Zie, Ik kom haastiglijk; en Mijn loon is met Mij, om een iegelijk te vergelden, gelijk zijn werk zal zijn” (Openbaring 22:12). Dit is één van de laatste uitspraken van Jezus in Gods Bijbel. Het zijn dreigende woorden. Jezus komt en met Hem het loon! Maar voor “bruiloftskinderen” klinkt dit niet als een dreigement. Het is voor hen veeleer een bemoediging. Zij lezen hierin een aanmoediging om nog even vol te houden. Wij horen de Bruid dan nog in hetzelfde hoofdstuk roepen: “Ja, kom, Here Jezus!” Zijn wij bruiloftskinderen? Hebben wij het witte bruiloftskleed aan? Zijn onze lampen gevuld met olie? En zijn onze lendenen omgord met de waarheid?
Dit woord van Jezus is een bemoediging voor de bruiloftsschare. Wij kunnen er echter ook in lezen een mededeling over wat Hij gaat doen als de tijd vol is. Een opmerkelijk aspect van Gods handelen. Als Hij komt, komt Hij met haast!


GOD HAAST ZICH NIET


Als regel haast God Zich niet. Zijn molens malen langzaam, maar zeker! Dit brengt ons voor allen met zich mee, dat wij moeten leren te wachten. De satan haast zich. Hij moet wel, want hij heeft nog maar een korte tijd. Dat hij zich haast, dat zien wij ook. Het proces van verwording en ontaarding in de wereld van vandaag is in een stroomversnelling terechtgekomen. Alles gaat hard achteruit. De perversiteit en de zedeloosheid wordt steeds groter. En ook in de Gemeente is satan druk bezig. Hier openbaart hij zich vooral als een “engel des lichts”! Schijnopwekkingen,schijnbare toewijding aan de Heer, schijnvroomheid, enz. Ja, satan moet zich haasten. God hoeft dat niet. Het lijkt soms wel zo, doch Gods zaak is nooit een verloren zaak! Ogenschijnlijke mislukkingen markeerden zo vaak de voortgang van Gods werk. Wij dienen dat in gedachten te houden. De kruisdood van onze Here leek een droevig einde van een mooie droom, maar was juist een wonderbaar, nieuw begin! Soms vinden wij, dat God zich moet haasten, dat Hij te traag is. Wij roepen dan als de eerste discipelen tijdens een storm op zee: “Meester, bekommert het U niet, dat…?” Doch onze Heer heeft alles in Zijn hand.
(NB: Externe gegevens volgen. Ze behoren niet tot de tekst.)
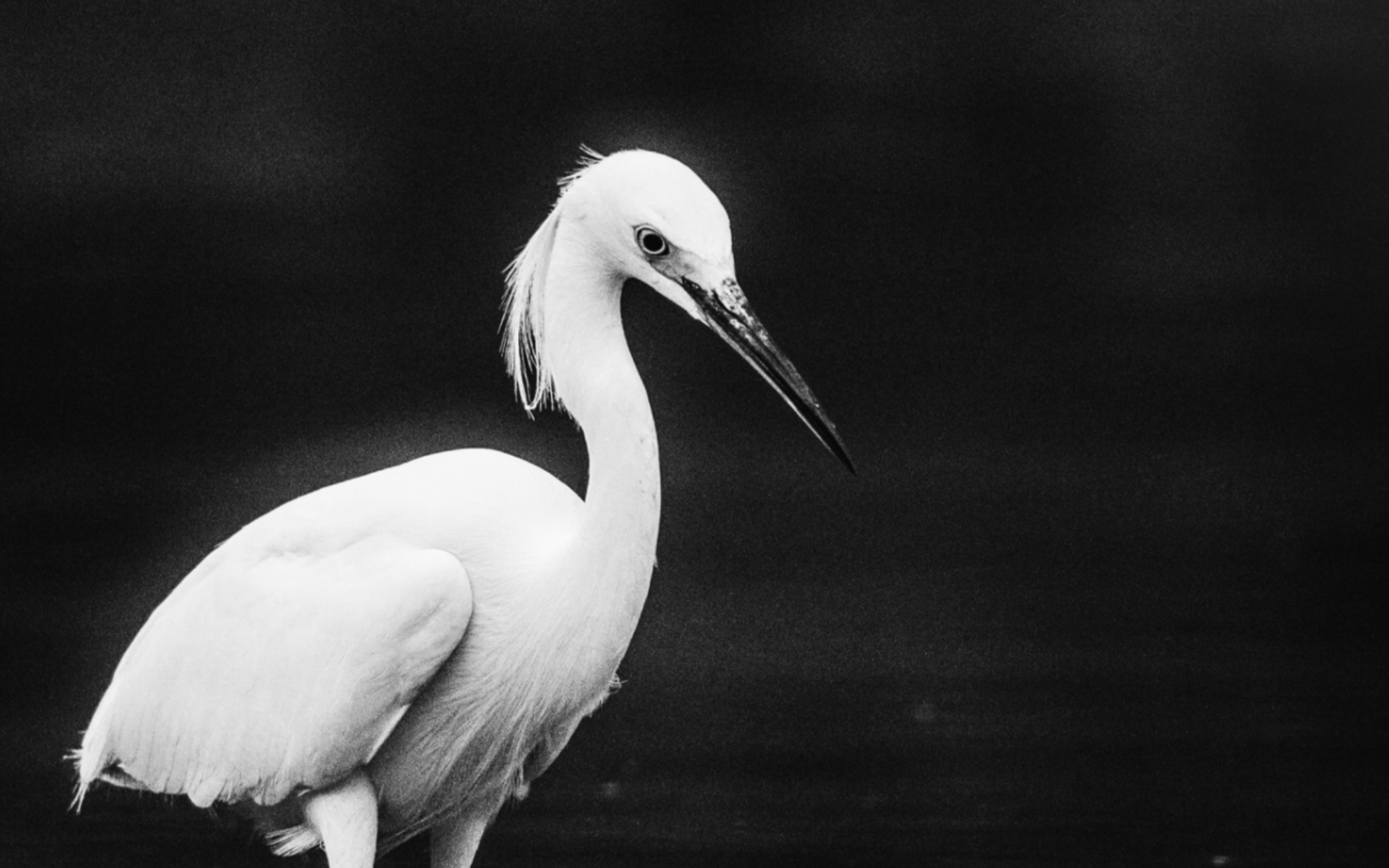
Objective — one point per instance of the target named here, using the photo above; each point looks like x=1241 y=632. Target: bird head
x=649 y=217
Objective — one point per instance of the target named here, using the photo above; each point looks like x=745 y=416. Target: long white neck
x=596 y=380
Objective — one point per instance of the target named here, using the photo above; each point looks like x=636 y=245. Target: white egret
x=406 y=650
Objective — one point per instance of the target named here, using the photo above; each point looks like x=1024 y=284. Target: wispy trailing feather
x=523 y=324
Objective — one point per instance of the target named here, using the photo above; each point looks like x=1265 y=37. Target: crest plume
x=523 y=324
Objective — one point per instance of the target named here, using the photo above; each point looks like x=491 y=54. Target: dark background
x=1094 y=291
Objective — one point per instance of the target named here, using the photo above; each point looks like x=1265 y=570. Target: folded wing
x=270 y=671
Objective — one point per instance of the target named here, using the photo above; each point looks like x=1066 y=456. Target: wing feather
x=274 y=669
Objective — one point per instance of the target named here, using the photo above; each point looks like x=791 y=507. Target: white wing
x=277 y=667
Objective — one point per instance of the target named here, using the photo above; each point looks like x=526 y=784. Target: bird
x=406 y=650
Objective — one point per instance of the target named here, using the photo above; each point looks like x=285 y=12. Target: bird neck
x=599 y=385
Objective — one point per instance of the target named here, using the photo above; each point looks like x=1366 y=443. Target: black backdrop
x=1095 y=293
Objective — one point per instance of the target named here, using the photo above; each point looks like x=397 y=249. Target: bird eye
x=652 y=242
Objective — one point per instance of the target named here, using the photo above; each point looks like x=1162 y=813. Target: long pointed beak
x=727 y=312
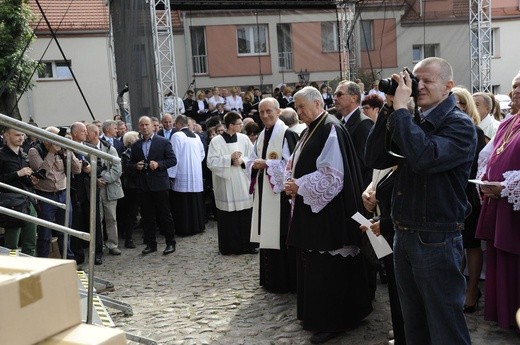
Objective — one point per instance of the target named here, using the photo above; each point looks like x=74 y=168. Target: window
x=329 y=37
x=367 y=38
x=422 y=51
x=198 y=50
x=55 y=70
x=495 y=42
x=283 y=32
x=252 y=39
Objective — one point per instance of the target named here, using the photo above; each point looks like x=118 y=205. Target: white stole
x=269 y=237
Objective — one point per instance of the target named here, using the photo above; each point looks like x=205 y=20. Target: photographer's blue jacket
x=428 y=193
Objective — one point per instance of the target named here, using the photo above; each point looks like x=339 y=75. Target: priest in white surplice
x=227 y=158
x=271 y=209
x=188 y=191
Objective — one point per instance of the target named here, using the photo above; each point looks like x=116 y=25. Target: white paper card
x=482 y=183
x=381 y=247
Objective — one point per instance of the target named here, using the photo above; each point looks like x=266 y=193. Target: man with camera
x=151 y=156
x=80 y=198
x=434 y=150
x=52 y=158
x=347 y=99
x=15 y=171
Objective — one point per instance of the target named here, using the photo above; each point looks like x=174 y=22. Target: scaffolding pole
x=162 y=33
x=347 y=41
x=480 y=45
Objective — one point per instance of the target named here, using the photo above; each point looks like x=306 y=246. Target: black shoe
x=470 y=309
x=149 y=250
x=323 y=337
x=170 y=248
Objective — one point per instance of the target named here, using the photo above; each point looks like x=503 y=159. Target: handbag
x=15 y=202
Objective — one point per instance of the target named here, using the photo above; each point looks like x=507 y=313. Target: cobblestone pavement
x=197 y=296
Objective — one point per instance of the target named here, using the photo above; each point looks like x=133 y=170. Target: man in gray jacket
x=110 y=188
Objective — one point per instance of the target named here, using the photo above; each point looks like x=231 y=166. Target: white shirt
x=489 y=125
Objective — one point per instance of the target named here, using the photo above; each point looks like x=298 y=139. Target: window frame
x=368 y=43
x=333 y=36
x=422 y=47
x=250 y=38
x=57 y=68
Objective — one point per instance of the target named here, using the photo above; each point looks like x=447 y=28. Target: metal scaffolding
x=347 y=41
x=162 y=33
x=480 y=45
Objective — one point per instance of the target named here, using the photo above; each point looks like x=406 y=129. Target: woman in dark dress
x=472 y=245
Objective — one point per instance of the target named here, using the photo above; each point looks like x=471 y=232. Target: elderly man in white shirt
x=234 y=101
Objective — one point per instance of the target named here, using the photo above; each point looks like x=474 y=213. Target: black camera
x=40 y=174
x=389 y=85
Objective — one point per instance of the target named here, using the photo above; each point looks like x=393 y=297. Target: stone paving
x=197 y=296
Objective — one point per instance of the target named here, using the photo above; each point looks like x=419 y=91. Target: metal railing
x=70 y=146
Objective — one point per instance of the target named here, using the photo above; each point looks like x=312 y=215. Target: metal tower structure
x=347 y=41
x=162 y=33
x=480 y=44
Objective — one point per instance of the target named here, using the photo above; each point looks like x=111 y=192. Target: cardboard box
x=38 y=298
x=85 y=334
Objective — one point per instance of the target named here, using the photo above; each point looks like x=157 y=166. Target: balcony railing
x=200 y=64
x=285 y=60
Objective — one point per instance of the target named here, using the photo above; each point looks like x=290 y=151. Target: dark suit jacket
x=358 y=126
x=160 y=151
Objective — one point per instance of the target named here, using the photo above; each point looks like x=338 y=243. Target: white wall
x=59 y=102
x=507 y=65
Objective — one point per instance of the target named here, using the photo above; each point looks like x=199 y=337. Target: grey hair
x=309 y=93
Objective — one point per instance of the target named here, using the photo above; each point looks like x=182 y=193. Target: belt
x=51 y=193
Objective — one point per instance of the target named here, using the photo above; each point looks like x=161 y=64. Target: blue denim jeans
x=431 y=287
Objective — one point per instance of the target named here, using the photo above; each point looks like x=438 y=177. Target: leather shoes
x=149 y=250
x=170 y=248
x=252 y=251
x=323 y=337
x=114 y=251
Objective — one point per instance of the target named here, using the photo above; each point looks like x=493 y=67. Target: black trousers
x=155 y=211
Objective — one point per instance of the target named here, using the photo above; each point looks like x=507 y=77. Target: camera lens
x=388 y=86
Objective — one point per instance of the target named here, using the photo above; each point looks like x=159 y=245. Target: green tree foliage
x=16 y=67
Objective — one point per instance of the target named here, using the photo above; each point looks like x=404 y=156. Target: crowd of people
x=284 y=173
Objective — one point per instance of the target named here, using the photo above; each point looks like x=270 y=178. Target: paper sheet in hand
x=381 y=247
x=481 y=183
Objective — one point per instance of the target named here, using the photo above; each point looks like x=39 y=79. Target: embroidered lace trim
x=276 y=172
x=320 y=187
x=512 y=188
x=345 y=251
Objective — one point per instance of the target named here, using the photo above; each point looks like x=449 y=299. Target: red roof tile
x=70 y=15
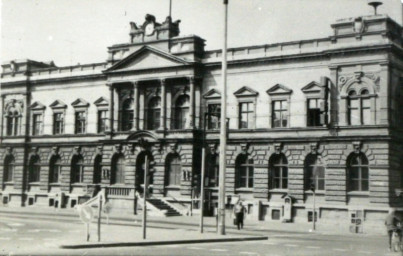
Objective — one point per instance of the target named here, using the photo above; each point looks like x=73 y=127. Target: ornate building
x=325 y=111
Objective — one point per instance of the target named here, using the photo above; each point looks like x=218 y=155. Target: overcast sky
x=78 y=31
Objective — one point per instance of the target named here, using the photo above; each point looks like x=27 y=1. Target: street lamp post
x=223 y=129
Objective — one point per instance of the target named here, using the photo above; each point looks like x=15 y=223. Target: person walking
x=239 y=212
x=391 y=223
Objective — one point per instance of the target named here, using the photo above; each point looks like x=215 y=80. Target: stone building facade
x=325 y=111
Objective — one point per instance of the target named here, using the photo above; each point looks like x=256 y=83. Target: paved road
x=22 y=235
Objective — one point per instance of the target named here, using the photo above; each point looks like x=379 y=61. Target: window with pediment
x=118 y=169
x=9 y=168
x=247 y=99
x=358 y=172
x=77 y=169
x=37 y=114
x=280 y=106
x=59 y=111
x=153 y=113
x=13 y=117
x=359 y=107
x=126 y=109
x=55 y=169
x=102 y=115
x=181 y=112
x=314 y=172
x=278 y=166
x=244 y=171
x=213 y=109
x=316 y=103
x=34 y=169
x=80 y=116
x=213 y=168
x=358 y=96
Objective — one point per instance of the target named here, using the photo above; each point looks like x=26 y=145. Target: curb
x=152 y=243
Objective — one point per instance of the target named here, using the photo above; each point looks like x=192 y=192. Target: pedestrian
x=239 y=213
x=392 y=222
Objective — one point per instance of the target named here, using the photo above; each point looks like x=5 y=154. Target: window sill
x=317 y=192
x=358 y=193
x=78 y=184
x=173 y=187
x=246 y=190
x=278 y=191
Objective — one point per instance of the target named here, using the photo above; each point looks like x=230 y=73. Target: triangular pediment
x=101 y=102
x=246 y=92
x=79 y=103
x=58 y=104
x=212 y=94
x=312 y=87
x=37 y=106
x=147 y=58
x=279 y=89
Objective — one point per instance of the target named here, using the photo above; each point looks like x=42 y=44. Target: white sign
x=85 y=213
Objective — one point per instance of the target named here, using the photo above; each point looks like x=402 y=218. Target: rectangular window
x=314 y=112
x=366 y=111
x=37 y=124
x=355 y=117
x=214 y=114
x=58 y=123
x=80 y=122
x=279 y=115
x=102 y=121
x=246 y=115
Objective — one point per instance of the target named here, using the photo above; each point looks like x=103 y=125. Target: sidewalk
x=192 y=221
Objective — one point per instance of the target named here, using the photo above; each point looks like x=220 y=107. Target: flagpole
x=223 y=129
x=170 y=8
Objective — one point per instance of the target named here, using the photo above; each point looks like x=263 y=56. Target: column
x=192 y=100
x=2 y=113
x=163 y=105
x=142 y=124
x=135 y=106
x=383 y=107
x=169 y=108
x=111 y=103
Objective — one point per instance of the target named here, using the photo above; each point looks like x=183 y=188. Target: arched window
x=118 y=170
x=55 y=169
x=97 y=170
x=13 y=118
x=77 y=169
x=174 y=170
x=34 y=169
x=127 y=115
x=358 y=172
x=359 y=108
x=153 y=113
x=182 y=112
x=244 y=171
x=279 y=171
x=212 y=163
x=9 y=164
x=314 y=172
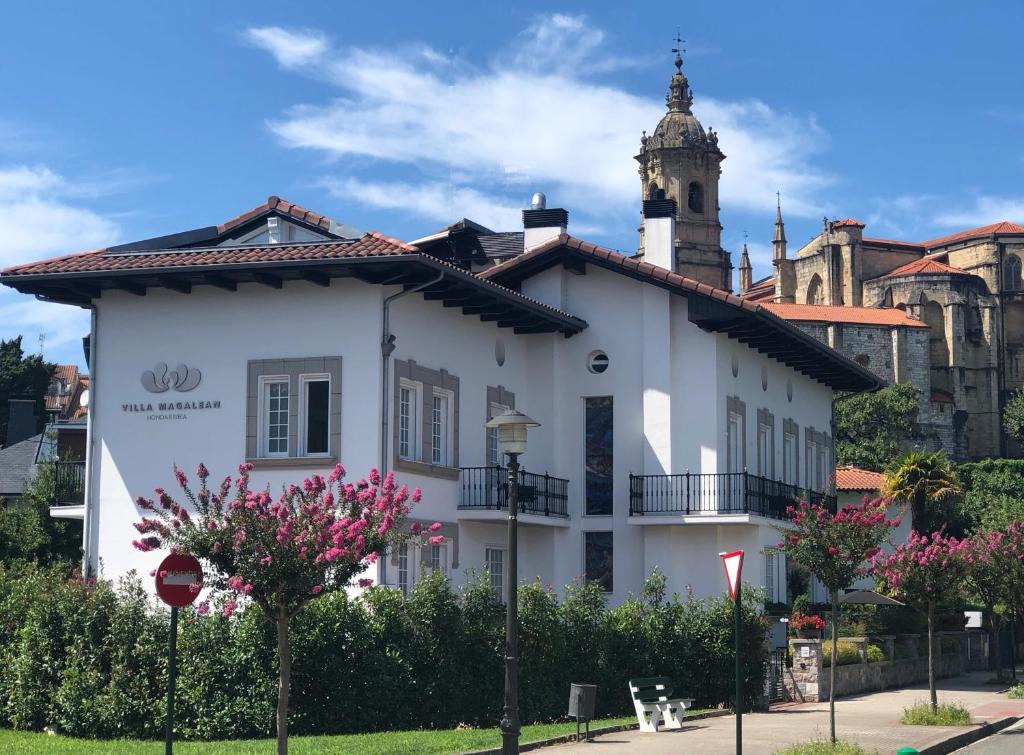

Zij die in Hem geloven, zullen zich daarom ook niet haasten, d.w.z. zij zullen nimmer in paniek geraken.


DE VOLHEID DES TIJDS


Toch haast God Zich soms wel. Maar niet omdat Hij de macht dreigt te verliezen. Als Gods klok het vastgestelde uur slaat, dan gaat God met spoed te werk. Toen de volheid des tijds gekomen was, zond God Zijn Zoon naar deze wereld. Honderden jaren lang gebeurde er niets dat Diens komst aankondigde. Tot Gods uurwerk het aangewezen uur aangaf. Zie, hoe snel dan de gebeurtenissen elkaar gaan opvolgen! Zo zal het straks ook bij de wederkomst van Jezus gaan. Als eenmaal Gods lankmoedigheid op raakt, als de genadetijd ten einde loopt, dan haast God Zich. Als de tijd “vol” is (vandaar: “volheid des tijds”), gaat God onverwijld en onverbiddelijk over tot handelen. Dat tijdstip, waarop een einde komt aan de genade, nadert voor de wereld thans snel. “Ik kom haastiglijk”. Als het zover is, zullen de gebeurtenissen elkaar opnieuw snel opvolgen. Volgens dezelfde wijze van doen, komt God ook in mensenlevens tussenbeide. De Schrift geeft daar voorbeelden van. Denk aan een Nabal (I Samuël 25). Of aan een Herodes, de vervolger van de Gemeente en moordenaar van Jakobus, die zich in zijn overmoed als een god liet vereren. Doch toen sloeg Gods uur en hij werd in korte tijd door de wormen opgevreten, een gruwelijke dood stervende.
God laat niet met Zich spotten. Lange tijd lijkt het, dat men Hem ongestraft kan tarten, maar als de maat vol is, komt er een haastig verderf!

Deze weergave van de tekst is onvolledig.